The Pyongyang Summit

The leaders of the two Korean states shook hands to the cheers of thousands in Pyongyang today. The historic summit, only the second in a half-century of hostility, hopes to bridge the gulf between Koreans separated by a DMZ, and to staunch the bleeding from the catastrophic economic collapse in the North. Whether it leads to any real progress may have more to do with disarmament talks taking place elsewhere:

As hundreds of thousands of North Koreans cheered and waved pink paper flowers, leaders of the two Koreas shook hands at the start of a summit that is expected to inject large amounts of money from the booming capitalist South into the struggling Stalinist North.

The reclusive North Korean leader Kim Jung Il, dressed in the gray military-style jumpsuit he wears to meet the world's television cameras, looked dour as he walked with the smiling South Korean President Roh Moo Hyun.

They met on a red carpet in front of a performing arts hall in the North Korean capital Pyongyang, where substantive talks in the three-day summit are expected to start on Wednesday.

The atmospherics of this summit, only the second such meeting in the more than half a century since the North and South fought an all-out war, seemed rather cooler than in the first summit in 2000.

Kim Jong-Il seemed happier at the previous summit, Blaine Harden reports, but there may be a reason for that beyond diplomatic tensions. The South Koreans paid Kim $186 million for that 2000 summit meeting, which caused a political scandal when it came to light in Seoul. This time, the government had to pledge that it would not pay for the summit, which undoubtedly explains Dear Leader's sour expression, at least in part.

Seoul expects to make some economic deals on this trip that will benefit both countries. They want to create a free-trade zone with Pyongyang, a move that would only benefit the DPRK financially. However, Kim has to worry about the liberating effects of free trade, which relies on at least some capitalist structure. The South will want to compete on an equal basis, which will mean less slave labor. The increased contacts between the two nations will also create a much larger sense of injustice among Kim's restive population -- and it could lead to a huge exodus if the DMZ gets dismantled.

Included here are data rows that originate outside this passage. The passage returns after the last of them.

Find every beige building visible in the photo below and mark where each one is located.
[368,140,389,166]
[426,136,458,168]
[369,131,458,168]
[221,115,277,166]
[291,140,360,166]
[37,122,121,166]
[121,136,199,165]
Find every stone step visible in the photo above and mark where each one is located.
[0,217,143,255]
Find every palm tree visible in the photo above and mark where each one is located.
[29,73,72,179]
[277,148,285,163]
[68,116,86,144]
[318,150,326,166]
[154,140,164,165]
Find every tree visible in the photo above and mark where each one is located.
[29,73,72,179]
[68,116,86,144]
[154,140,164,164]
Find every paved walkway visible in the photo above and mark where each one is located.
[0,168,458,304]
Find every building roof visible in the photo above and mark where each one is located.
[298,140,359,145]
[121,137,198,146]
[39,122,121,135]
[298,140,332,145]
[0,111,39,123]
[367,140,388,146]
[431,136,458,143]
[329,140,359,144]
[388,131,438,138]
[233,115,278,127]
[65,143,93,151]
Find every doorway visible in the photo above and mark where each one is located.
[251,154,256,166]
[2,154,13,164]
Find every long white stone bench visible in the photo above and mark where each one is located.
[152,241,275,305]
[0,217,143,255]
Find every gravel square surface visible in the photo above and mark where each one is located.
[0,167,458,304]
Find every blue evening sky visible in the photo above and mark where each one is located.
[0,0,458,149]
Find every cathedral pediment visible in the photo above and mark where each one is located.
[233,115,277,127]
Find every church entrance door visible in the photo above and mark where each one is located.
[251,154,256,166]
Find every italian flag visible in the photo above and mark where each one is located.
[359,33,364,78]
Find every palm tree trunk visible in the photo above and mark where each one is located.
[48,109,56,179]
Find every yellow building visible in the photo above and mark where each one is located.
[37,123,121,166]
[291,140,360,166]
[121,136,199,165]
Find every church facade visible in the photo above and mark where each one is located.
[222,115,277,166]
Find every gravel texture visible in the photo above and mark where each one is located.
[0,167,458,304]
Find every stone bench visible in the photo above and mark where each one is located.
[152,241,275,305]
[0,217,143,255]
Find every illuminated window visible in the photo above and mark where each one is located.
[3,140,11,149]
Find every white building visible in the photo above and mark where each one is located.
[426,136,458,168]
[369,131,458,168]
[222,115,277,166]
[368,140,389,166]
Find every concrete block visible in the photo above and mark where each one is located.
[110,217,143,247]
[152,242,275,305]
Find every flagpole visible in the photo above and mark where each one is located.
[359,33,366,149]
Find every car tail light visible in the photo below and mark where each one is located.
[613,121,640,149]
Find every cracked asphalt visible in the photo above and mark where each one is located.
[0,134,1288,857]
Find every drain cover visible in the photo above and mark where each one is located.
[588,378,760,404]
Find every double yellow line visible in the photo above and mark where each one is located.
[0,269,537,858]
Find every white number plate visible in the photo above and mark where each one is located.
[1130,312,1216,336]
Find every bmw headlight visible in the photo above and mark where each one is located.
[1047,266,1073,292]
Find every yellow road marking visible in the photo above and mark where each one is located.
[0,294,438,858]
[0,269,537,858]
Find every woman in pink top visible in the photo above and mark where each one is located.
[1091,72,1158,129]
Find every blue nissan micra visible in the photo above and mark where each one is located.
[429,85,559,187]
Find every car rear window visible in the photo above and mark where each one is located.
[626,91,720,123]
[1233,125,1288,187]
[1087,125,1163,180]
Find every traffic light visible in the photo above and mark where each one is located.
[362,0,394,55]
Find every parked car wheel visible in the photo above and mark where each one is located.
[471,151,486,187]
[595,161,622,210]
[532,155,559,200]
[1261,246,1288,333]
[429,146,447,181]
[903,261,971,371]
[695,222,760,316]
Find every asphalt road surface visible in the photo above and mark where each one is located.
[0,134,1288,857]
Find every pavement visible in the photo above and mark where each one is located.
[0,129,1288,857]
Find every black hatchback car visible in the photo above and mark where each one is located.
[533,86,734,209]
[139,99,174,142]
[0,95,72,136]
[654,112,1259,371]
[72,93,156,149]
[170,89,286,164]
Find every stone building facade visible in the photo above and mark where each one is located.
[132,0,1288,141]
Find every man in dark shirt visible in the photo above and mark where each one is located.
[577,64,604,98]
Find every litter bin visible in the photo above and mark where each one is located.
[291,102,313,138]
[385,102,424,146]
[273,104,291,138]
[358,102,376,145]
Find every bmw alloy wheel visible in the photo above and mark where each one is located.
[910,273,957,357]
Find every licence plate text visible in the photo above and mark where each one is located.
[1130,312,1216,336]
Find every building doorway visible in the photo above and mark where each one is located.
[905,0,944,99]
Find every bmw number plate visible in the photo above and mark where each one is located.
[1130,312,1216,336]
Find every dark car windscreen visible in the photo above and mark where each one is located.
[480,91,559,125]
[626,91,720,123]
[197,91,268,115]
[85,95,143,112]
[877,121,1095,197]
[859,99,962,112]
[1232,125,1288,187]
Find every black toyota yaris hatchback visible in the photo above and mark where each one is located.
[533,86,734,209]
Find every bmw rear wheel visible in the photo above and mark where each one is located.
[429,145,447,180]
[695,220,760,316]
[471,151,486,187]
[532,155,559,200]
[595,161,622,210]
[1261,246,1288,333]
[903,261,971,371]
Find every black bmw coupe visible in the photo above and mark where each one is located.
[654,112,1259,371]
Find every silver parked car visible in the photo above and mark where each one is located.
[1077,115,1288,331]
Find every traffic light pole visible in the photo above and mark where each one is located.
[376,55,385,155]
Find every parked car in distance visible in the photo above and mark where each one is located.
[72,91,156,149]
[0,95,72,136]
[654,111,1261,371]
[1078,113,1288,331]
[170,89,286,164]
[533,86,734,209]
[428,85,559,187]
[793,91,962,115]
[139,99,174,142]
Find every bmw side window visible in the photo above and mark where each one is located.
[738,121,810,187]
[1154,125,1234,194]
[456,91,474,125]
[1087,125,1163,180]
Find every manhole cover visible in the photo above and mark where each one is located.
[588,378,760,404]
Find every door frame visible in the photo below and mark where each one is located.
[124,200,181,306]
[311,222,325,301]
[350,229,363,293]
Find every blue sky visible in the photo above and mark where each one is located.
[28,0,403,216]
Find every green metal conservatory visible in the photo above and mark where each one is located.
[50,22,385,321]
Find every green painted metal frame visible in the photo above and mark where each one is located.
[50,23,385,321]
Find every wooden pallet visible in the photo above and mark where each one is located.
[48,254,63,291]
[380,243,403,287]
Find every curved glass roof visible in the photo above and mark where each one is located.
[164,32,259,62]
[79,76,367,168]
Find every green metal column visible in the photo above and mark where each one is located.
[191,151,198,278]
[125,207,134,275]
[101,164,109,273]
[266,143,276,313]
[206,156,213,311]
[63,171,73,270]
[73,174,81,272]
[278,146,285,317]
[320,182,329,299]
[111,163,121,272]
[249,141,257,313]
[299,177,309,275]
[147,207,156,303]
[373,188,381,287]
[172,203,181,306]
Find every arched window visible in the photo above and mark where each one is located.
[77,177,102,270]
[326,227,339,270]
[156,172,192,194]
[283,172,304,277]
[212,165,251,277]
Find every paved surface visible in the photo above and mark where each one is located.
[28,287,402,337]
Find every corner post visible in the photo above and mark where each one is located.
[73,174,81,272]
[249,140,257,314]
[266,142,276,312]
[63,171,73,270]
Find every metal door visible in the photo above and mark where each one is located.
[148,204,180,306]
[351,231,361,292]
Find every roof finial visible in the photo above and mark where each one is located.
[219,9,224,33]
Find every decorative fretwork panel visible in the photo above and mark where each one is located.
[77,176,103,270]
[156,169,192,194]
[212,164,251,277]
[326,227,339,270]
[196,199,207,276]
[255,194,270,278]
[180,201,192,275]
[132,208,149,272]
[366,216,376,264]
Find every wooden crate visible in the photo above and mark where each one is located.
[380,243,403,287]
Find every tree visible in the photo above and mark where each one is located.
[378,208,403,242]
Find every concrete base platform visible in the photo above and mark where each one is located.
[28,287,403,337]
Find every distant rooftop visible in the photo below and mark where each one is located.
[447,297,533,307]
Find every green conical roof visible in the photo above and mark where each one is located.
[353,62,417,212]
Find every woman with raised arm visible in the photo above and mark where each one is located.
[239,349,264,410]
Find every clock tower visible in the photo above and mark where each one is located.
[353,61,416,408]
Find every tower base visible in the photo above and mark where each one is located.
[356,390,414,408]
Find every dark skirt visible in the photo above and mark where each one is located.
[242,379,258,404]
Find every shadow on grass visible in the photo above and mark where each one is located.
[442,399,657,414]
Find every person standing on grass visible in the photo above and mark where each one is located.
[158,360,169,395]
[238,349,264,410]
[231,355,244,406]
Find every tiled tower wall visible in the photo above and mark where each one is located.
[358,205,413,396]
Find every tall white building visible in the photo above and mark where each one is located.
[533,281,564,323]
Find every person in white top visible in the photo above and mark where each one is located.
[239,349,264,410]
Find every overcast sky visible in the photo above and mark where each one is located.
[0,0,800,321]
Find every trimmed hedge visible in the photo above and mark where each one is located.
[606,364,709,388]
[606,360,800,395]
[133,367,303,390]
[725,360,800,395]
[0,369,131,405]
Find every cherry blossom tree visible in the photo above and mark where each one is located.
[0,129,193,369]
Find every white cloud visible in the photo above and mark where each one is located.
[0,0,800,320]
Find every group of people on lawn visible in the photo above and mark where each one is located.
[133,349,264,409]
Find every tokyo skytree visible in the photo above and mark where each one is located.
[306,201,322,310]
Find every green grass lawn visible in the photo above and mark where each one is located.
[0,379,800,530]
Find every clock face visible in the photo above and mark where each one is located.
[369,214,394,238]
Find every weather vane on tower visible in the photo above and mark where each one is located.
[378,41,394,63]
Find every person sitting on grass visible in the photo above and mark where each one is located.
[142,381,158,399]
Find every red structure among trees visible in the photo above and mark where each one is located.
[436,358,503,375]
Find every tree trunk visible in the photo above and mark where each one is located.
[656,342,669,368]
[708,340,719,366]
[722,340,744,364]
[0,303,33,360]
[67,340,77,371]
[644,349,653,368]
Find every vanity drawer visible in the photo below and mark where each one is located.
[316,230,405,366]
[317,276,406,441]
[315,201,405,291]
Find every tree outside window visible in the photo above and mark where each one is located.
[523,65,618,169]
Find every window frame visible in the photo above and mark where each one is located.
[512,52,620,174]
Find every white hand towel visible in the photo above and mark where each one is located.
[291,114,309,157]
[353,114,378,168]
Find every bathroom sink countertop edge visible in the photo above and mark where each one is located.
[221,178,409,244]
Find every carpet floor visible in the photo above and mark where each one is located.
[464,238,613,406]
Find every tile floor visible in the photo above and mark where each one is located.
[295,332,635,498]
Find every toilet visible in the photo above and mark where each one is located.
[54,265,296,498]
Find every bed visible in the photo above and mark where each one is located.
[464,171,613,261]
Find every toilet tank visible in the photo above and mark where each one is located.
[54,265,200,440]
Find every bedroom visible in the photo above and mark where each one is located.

Kim wants a reunification, but on his terms. Roh, weak at home and his party almost certain to lose big in the next elections, wants normalized relations. Both men seek Holy Grails that are not only completely unrealistic but mutually incompatible. The best either can hope to do is exchange some money and have an impact on public opinion in their opponents' back yards. The real action is taking place in the six-party disarmament talks, where Kim hopes to get the US off of his back for good. Until the nuclear issue gets resolved, this amounts to a side show, and both leaders know it.